Labor is concerned that the loss of the expertise and statutory powers that currently exist would be detrimental and result in Australians, who have worked hard for their retirement savings, being denied access to a specialist tribunal which deals solely with superannuation matters. The Prime Minister promised a new tribunal in October 2016. This bill has no new tribunal; instead, it abolishes an existing tribunal. This amendment will protect that tribunal. What we get in AFCA is no significant change from the existing arrangements for disputes from banks. But for superannuation disputes, we get the abolition of a tribunal—a strong statutory tribunal that, resource constraints aside, has served Australians well in handling complicated and heated superannuation disputes, and it does that in an accessible, fair and conclusive manner.

Labor will not accept this government abolishing a crucial piece of the architecture of Australia's superannuation system. We urge this parliament to stand up and prevent a reduction in consumer protections and outcomes that will come from the abolition of the Superannuation Complaints Tribunal and its replacement with a private body, a generic, one-stop ombudsman scheme. There is very little change in this bill for customers who have a dispute with the banks. They can go to an ombudsman scheme now. AFCA will be an ombudsman scheme as well, and AFCA has no new powers for these disputes. The Prime Minister promised a tribunal. The bill fails to deliver one. Instead, what this bill presents is a rebadging of the existing Financial Ombudsman Service and the Credit and Investments Ombudsman and the abolition of a tribunal, the Superannuation Complaints Tribunal.

In relation to superannuation disputes, this bill represents a substantial reduction in the quality of dispute resolution in its attempt to replace a statutory Superannuation Complaints Tribunal, with specialist expertise for complex super disputes, with a generic private body one-stop shop ombudsman whose powers are based on contract law. As such, we commend this amendment, as it protects the quality and integrity of superannuation dispute resolution by retaining the Superannuation Complaints Tribunal. I would urge all of the crossbench to support what has been a very effective, efficient and longstanding tribunal with runs on the board in dealing with the specialist issues that arise from superannuation.

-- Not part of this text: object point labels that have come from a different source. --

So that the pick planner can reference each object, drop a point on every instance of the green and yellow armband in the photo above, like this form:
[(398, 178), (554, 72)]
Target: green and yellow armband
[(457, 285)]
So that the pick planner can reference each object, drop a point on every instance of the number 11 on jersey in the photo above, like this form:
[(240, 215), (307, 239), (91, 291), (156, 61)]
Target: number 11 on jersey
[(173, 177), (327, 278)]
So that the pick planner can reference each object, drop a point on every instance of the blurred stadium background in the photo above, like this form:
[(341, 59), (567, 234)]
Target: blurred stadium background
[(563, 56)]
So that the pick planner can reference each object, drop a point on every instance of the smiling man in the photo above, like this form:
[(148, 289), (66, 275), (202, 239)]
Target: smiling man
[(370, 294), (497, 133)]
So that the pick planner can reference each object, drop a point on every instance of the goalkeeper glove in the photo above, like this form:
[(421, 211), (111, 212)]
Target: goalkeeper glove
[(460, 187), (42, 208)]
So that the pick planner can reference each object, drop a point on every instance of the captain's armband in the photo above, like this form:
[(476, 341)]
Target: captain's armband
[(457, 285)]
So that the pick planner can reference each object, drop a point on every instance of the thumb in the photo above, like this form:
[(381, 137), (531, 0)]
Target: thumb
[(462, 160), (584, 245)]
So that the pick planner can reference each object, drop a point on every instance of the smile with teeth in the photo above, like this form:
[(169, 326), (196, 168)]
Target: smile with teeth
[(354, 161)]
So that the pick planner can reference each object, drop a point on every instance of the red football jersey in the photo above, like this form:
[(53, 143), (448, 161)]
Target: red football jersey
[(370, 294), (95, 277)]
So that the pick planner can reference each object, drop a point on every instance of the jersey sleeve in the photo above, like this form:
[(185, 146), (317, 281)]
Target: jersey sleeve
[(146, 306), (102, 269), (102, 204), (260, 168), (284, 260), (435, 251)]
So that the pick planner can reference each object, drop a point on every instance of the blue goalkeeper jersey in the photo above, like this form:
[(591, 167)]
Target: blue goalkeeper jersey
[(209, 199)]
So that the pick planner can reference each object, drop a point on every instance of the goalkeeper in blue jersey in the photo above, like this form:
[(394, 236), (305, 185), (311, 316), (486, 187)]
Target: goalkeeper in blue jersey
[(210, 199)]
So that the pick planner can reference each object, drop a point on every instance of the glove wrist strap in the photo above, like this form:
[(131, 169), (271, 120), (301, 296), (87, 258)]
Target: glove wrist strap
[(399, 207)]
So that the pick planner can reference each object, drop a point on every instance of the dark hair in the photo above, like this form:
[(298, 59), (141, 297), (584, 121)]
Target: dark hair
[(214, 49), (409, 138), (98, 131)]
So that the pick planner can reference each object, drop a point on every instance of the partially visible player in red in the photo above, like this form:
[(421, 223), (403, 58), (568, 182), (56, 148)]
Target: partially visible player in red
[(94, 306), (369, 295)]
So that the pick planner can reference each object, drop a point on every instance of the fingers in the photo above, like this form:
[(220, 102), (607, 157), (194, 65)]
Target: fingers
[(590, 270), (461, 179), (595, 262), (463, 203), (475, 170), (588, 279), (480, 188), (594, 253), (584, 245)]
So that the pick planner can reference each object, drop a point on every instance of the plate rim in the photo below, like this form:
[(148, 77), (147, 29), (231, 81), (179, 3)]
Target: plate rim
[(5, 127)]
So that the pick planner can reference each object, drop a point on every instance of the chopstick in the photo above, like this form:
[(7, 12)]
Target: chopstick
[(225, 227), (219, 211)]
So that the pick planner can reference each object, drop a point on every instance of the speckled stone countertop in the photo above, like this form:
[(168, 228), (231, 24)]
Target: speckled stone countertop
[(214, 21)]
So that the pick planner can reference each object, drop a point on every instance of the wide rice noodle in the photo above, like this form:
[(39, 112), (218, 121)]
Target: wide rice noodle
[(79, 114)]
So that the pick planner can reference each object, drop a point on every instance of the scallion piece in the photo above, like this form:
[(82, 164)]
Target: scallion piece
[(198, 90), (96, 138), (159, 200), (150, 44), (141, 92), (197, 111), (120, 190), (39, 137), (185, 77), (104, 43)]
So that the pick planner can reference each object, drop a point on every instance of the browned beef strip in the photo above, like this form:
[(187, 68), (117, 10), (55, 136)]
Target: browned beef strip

The problem that we have is that this government does everything in its power to resist superannuation being delivered to working-class people in this country. It resisted superannuation being introduced in the first place. It continues to resist increases to superannuation for workers who need superannuation so that they can retire with dignity. This is part of its attack on superannuation. It removes a tribunal that has worked effectively and efficiently over many years. It takes it away from a statutory organisation to a privately run organisation.

We don't believe it's the appropriate way to go. We would hope that the crossbench supports our position. The crossbench should not be aligning itself with the government to further attack the efficacy of the superannuation system in this country. I would ask One Nation to give serious consideration to supporting this body, the Superannuation Complaints Tribunal, that has been effective, that has been efficient and that looks after families—it's not just workers; it's families—who end up in disputes or disagreements over superannuation payments. I ask that One Nation continues to support the Superannuation Complaints Tribunal as the most effective and longstanding proposition to deal with these superannuation disputes.

I take the view that these are important issues that we should deal with. Just before we go on, I'd like the minister to answer these questions: can the minister confirm that the SCT will be wound up four years after the bill receives royal assent; can the minister confirm that the SCT has provided advice to the government that, on current funding levels, the SCT will not be able to finalise all disputes until December 2022, over five years away; and can the minister guarantee that the SCT will receive additional funding from the government to resolve the disputes?